The second form of criticism finds Villagrá's overuse of classical and literary elements stifling and redundant. Encinias notes "the poem is overly filled, with poetic comparisons" and calls his use of the comma "burdensome excess." Villagrá's attempts to associate the people of the Oñate expedition with classical characters of Greek and Roman mythology becomes absurd by the overabundance of connotations he develops between them. This absurdity is further exacerbated by the abundance of commas he uses to create lengthy sentences. While the commas create momentary pauses of reflection, they hamper the pace of the poem, making it appear longer than it already is.

Some critics have considered the Historia to be an advance to what would later become the historical novels of the 19th-century Europe, but within the poetic tradition of the Renaissance. Although Pérez de Villagrá was in Spain at the same time that Cervantes published Don Quixote, it is not known if the authors had knowledge of each other's works.

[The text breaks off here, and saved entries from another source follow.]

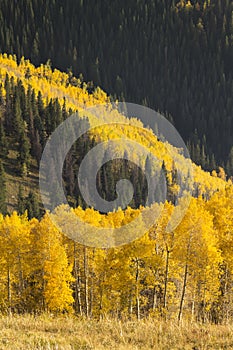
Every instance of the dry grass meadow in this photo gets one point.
(47, 332)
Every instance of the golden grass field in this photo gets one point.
(47, 332)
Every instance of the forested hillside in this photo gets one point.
(183, 274)
(34, 101)
(174, 56)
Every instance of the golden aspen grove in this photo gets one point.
(163, 278)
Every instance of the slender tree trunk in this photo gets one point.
(130, 304)
(183, 292)
(86, 287)
(166, 279)
(78, 300)
(154, 304)
(137, 290)
(9, 290)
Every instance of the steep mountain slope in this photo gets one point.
(36, 100)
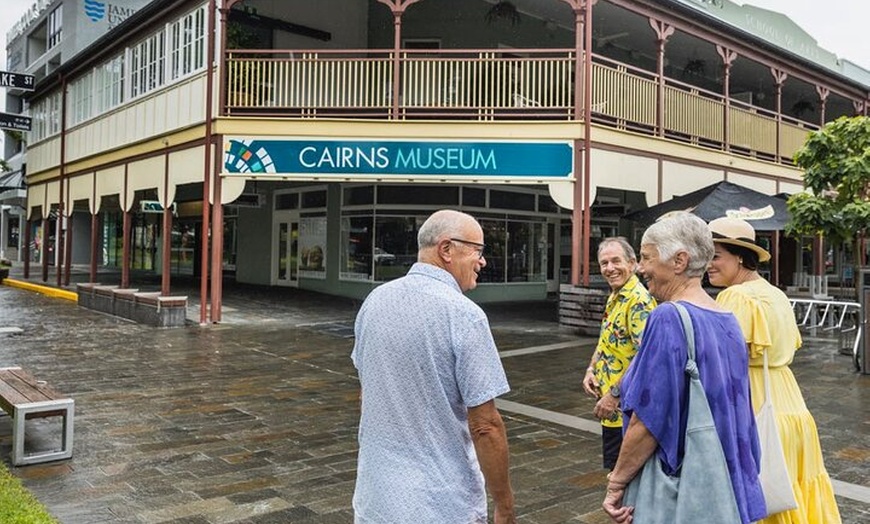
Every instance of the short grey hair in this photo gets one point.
(682, 231)
(443, 223)
(627, 250)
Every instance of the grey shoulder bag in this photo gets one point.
(707, 494)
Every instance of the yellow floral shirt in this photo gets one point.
(621, 328)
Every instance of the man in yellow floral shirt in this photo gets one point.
(625, 314)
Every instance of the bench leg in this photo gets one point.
(18, 421)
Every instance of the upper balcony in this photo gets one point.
(485, 85)
(655, 70)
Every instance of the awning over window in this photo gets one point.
(12, 180)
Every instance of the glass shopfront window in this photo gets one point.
(356, 248)
(380, 244)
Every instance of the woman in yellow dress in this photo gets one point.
(768, 324)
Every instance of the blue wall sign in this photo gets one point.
(373, 158)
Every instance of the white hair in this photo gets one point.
(443, 223)
(682, 231)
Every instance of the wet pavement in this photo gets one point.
(254, 420)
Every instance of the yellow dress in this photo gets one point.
(768, 323)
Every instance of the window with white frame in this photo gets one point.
(55, 27)
(80, 98)
(46, 117)
(147, 65)
(109, 85)
(187, 41)
(175, 51)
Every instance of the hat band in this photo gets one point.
(744, 239)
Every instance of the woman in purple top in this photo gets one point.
(674, 254)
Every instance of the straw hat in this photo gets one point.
(737, 232)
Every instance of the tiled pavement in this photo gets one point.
(254, 420)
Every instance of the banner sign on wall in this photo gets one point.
(313, 159)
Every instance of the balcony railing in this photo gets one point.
(517, 84)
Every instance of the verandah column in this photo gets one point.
(663, 32)
(580, 214)
(728, 56)
(398, 9)
(779, 78)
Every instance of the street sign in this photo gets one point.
(15, 122)
(17, 80)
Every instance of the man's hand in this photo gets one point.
(590, 384)
(613, 506)
(606, 406)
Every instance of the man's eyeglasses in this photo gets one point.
(480, 247)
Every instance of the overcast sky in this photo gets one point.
(840, 26)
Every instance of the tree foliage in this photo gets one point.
(836, 164)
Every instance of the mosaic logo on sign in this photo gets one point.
(313, 157)
(96, 11)
(113, 14)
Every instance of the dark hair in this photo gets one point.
(749, 258)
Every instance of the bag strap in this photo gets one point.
(766, 379)
(688, 329)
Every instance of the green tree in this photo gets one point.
(836, 164)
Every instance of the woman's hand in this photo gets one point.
(590, 383)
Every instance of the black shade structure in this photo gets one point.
(764, 212)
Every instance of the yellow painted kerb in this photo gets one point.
(45, 290)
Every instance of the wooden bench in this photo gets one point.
(24, 398)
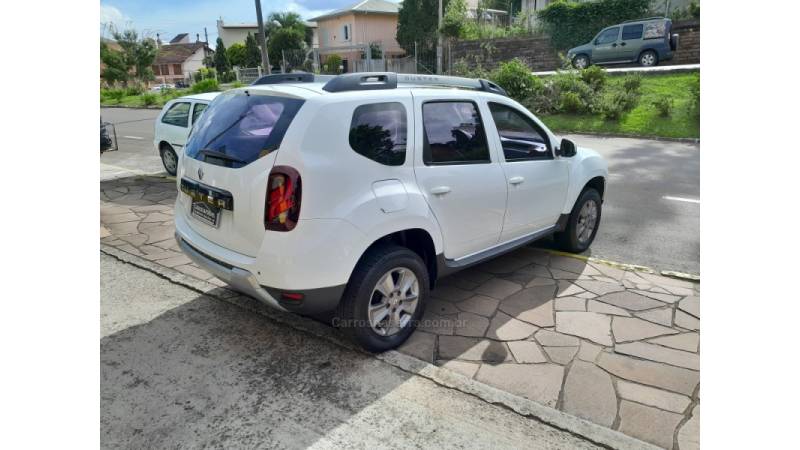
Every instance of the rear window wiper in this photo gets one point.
(220, 155)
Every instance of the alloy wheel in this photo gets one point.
(393, 302)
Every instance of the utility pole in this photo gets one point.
(439, 41)
(261, 40)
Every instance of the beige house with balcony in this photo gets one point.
(348, 31)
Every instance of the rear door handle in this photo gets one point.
(440, 190)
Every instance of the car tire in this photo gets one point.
(576, 238)
(580, 61)
(362, 296)
(169, 158)
(648, 58)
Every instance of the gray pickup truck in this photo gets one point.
(646, 41)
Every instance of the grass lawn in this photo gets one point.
(644, 119)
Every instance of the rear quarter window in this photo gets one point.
(379, 131)
(239, 127)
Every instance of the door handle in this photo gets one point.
(440, 190)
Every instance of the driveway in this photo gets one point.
(182, 370)
(615, 347)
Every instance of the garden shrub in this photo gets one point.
(149, 98)
(516, 78)
(574, 23)
(207, 85)
(632, 83)
(663, 104)
(595, 77)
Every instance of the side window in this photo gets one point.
(178, 115)
(379, 131)
(608, 36)
(632, 32)
(454, 134)
(198, 110)
(521, 138)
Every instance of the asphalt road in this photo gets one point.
(180, 370)
(651, 215)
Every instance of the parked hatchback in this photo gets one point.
(646, 41)
(173, 125)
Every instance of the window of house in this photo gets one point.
(608, 36)
(632, 32)
(454, 134)
(177, 114)
(522, 139)
(379, 131)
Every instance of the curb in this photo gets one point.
(597, 434)
(633, 267)
(634, 136)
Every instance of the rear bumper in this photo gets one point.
(239, 279)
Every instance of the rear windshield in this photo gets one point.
(239, 127)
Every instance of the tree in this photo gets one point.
(252, 57)
(138, 53)
(417, 22)
(454, 18)
(116, 67)
(285, 39)
(221, 62)
(237, 54)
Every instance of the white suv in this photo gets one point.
(353, 194)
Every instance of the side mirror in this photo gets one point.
(567, 149)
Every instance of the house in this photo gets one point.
(179, 59)
(347, 31)
(237, 33)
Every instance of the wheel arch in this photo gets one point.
(418, 240)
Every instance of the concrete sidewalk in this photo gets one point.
(616, 347)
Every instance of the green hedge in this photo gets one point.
(571, 24)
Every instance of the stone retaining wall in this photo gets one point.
(538, 53)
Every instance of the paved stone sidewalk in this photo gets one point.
(616, 347)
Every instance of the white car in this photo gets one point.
(173, 125)
(355, 195)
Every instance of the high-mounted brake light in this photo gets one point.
(282, 209)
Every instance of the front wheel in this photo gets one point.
(583, 222)
(648, 58)
(170, 159)
(385, 298)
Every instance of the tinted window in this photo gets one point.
(454, 134)
(655, 30)
(177, 114)
(198, 109)
(379, 132)
(239, 127)
(521, 138)
(632, 32)
(608, 36)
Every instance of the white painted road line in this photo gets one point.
(681, 199)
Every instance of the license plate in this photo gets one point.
(206, 213)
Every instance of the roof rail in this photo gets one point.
(389, 80)
(645, 19)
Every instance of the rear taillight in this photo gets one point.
(282, 209)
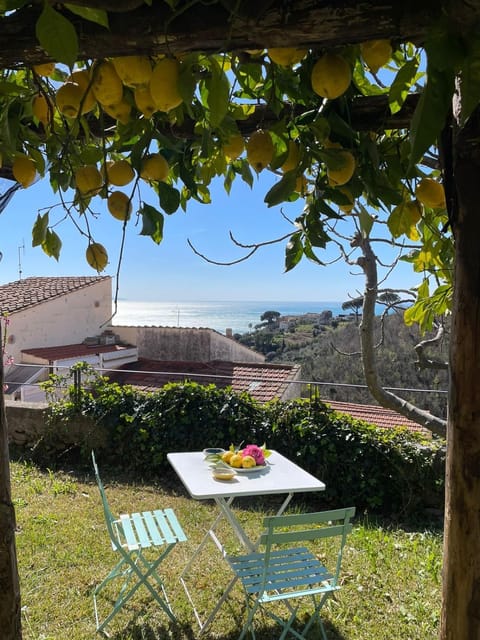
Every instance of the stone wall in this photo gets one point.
(28, 427)
(185, 344)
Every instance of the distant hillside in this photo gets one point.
(319, 348)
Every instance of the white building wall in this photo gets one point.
(68, 319)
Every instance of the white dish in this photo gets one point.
(258, 467)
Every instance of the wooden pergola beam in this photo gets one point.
(225, 25)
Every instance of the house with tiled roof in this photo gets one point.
(374, 414)
(262, 381)
(50, 311)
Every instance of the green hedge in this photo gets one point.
(389, 471)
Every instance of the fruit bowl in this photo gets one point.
(213, 451)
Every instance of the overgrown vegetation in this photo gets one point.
(390, 579)
(381, 470)
(330, 352)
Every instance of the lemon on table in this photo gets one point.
(236, 460)
(248, 462)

In recent years – and especially since the publication by the University of New Mexico Press of the critical edition of Historia de la Nueva México in 1992 – there has been an attempt to place Pérez de Villagrá as one of the foundational figures in the Latino literary tradition. He is untrustworthy when it comes to historical and chronological events, his depiction of the aboriginal population has been criticized as paternalistic, and as a poet Pérez de Villagrá can be uninspiring and repetitive. Still, his work announces some of the leitmotifs that would define the tradition for future generations, in particular from the late 19th century onward.